Putting John Romita, Jr. on pencils here totally fucking baffles me. I think I remember reading that Marvel was going for an artist with a sort of generational appeal, someone who's been around awhile but who still seems contemporary and new. That makes sense to me, since the Heroic Age promises to be a fresh take on Silver Age classics, the return of Cap, Thor, Iron Man, and the Avengers. I guess in theory Romita, Jr. fits that bill - he's a legacy artist, the son of a legend, and he's had his hand in Marvel classics old and new.

But this is ugly.

Lest I seem a complete asshole, I'll go for constructive criticism. And I'm not talking JRJR in general here, I'm talking JRJR on this Avengers book. His linework is blocky, angular, and generally unappealing. His faces appear universally mousy, and he has a distracting & overworked method for defining cheekbones. His character proportions are inconsistent from page to page and panel to panel, and his heroes all share peculiar and unsettling doll-like expressions, like they were hurriedly hewn from wood. I do love Kang's entrance splash page and the following spread of Thor pouring it on with Mjolnir, that's some dynamic work. But it's not enough to carry the book.

I mean by and large I don't have anything against Romita, Jr. And on paper, sure, this might make sense. But when you look at the finished product, it's just plain off.
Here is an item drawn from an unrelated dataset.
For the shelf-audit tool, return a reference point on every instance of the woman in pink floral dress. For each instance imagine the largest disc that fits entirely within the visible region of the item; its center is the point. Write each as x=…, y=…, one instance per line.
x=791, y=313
I don't think this is the kind of work that has any real mass appeal - and I feel awful writing that, because I shouldn't give a fuck about mass appeal - but these are the Avengers, and this is the Heroic Age, and while this line is being marketed as a new and more optimistic direction for the Marvel Universe, it also purports to be the return of our classic heroes. These heroes don't look heroic. And I don't think that all classic heroes should have to look the same all the time. I can't emphasize that enough, I'm not looking for derivative & manufactured art. I loves me some nuance, some personal style. But the Heroic Age merits something more pure than this. JRJR's work here is stylized to the point of distraction.

Such great distraction, in fact, that it overwhelms a pretty decent script by Bendis. Good pace, nice team-building and personal conflicts, cool cliffhanger. Bendis' Spidey is a little too quippy for me (here and elsewhere) - it'd be nice if he said something substantive once in a while. And, for a book that's supposed to be launching a new line, the new reader would have absolutely no fucking idea what's going on without several years of background story, or at least one of those nifty recap pages featured at the beginning of most Marvel books these days.

Check out the two pages penciled by Art Adams and Jack Kirby in the back. When I first read about the Heroic Age concept, that's kind of what I had in mind. They each showcase the distinct personal style of their pencillers, but they also look righteously heroic. The rest of this comic, not so much.